Collins was a Whig. He served as a member of North Carolina Senate, representing Washington County from 1832 to 1833. He was opposed to abolitionism. He was a delegate to the North Carolina Constitutional Convention of 1835 and served on a committee to arrange senatorial districts. In 1850, he ran unsuccessfully as a Whig for the North Carolina House of Commons.

==Personal life==
Collins married Mary Riggs of New Jersey or New York in August 1829. Collins was described as having an "aggressive type of hospitality" and was known to throw lavish parties and entertain numerous guests at his Somerset plantation.
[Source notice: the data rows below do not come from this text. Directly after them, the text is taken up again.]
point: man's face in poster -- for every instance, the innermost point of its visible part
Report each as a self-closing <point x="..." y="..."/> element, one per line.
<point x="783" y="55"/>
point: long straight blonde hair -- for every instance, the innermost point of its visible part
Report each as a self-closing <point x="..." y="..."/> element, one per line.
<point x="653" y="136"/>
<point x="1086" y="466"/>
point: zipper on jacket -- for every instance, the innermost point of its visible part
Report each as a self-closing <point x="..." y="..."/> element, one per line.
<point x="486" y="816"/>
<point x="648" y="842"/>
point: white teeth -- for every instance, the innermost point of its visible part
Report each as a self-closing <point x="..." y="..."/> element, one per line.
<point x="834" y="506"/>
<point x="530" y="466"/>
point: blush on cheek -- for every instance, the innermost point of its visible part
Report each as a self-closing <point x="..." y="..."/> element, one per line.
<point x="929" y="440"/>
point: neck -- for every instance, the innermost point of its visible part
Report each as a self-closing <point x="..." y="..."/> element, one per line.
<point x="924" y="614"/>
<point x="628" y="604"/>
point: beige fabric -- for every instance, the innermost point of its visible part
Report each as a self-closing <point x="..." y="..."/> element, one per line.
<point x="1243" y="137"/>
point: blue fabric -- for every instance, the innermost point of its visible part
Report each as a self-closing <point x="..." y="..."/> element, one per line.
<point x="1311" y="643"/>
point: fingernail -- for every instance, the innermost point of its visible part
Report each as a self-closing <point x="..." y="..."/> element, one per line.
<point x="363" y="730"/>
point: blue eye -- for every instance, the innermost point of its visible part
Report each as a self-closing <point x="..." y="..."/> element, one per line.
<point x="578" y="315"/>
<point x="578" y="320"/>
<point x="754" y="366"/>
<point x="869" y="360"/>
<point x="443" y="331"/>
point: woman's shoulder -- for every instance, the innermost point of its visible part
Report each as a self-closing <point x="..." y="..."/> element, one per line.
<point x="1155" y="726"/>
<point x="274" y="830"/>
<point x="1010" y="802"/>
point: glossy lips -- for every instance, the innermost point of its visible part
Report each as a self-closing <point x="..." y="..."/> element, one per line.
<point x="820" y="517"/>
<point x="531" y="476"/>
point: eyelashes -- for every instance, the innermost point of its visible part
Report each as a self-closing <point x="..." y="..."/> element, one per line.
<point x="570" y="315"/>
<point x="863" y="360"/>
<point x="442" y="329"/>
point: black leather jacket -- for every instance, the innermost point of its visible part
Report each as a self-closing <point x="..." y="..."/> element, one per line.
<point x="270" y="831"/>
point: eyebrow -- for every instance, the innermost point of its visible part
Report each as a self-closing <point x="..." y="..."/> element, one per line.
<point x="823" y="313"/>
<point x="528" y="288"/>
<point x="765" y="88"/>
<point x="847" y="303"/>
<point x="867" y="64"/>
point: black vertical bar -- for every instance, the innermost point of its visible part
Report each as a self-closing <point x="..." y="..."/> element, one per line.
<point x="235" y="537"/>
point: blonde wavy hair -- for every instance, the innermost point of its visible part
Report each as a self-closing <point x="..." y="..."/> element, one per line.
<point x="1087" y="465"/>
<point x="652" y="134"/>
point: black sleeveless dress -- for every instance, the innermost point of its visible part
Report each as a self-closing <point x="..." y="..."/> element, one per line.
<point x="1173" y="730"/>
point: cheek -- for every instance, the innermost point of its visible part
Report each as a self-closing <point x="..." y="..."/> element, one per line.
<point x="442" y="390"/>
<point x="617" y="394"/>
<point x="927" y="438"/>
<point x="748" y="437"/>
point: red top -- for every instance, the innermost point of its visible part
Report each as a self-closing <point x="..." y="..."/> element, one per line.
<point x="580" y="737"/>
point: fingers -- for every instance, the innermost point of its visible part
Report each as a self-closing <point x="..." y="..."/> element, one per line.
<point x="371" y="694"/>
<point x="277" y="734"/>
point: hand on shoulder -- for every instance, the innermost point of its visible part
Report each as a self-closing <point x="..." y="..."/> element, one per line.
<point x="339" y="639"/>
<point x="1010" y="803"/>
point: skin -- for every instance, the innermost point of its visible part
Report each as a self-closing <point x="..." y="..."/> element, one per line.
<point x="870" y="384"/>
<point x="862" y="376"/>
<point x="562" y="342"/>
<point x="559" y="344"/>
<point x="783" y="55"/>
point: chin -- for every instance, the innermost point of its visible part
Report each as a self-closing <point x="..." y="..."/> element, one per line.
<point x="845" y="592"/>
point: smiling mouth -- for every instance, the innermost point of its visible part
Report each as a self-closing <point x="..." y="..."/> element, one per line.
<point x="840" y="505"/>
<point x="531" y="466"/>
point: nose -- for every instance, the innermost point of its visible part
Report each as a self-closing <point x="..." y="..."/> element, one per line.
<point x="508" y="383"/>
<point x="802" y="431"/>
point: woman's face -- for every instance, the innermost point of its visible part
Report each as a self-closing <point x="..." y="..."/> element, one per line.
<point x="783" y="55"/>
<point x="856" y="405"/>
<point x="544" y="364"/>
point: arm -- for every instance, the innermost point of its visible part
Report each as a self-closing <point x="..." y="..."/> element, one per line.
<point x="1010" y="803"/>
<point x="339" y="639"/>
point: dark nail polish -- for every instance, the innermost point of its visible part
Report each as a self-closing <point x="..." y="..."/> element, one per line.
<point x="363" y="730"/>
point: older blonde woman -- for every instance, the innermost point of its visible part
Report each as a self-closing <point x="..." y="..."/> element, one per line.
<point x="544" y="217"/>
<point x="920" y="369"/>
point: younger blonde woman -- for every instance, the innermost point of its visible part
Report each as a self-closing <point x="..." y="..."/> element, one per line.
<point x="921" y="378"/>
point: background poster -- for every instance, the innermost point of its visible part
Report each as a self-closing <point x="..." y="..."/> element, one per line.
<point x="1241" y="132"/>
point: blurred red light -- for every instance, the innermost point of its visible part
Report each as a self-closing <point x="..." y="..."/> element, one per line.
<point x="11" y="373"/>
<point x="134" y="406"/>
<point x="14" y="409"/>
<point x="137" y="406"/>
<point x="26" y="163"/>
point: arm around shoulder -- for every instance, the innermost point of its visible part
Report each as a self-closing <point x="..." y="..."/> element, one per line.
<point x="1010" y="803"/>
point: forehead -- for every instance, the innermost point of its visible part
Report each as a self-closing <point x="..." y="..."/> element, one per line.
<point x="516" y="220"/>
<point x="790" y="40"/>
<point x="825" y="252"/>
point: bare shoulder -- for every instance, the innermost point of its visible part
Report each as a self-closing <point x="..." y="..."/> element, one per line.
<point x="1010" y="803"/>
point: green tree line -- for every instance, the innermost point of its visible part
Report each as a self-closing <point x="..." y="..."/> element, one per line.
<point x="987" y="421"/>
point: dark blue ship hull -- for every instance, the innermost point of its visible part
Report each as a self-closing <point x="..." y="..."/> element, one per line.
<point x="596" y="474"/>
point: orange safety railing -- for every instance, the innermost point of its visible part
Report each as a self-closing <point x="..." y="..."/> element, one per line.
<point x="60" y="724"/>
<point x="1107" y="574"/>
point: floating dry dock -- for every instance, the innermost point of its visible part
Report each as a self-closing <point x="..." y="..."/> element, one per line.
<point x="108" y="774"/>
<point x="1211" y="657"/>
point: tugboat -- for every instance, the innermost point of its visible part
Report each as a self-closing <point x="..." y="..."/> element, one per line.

He was a member of the Episcopal Church and hired his own personal chaplain.

During the Civil War, Collins was driven from his home by Union forces. He died on June 17, 1863, at his residence in Hillsborough. His sister Annie Daves married William Biddle Shepard. His grandson Josiah Collins V was an attorney and Seattle civil servant who serving as fire commissioner.

==Legacy==
Following his death, the Collins family attempted to restore Somerset Place. They were forced to sell the property to creditors in 1867. The state of North Carolina later made the plantation a state historic site.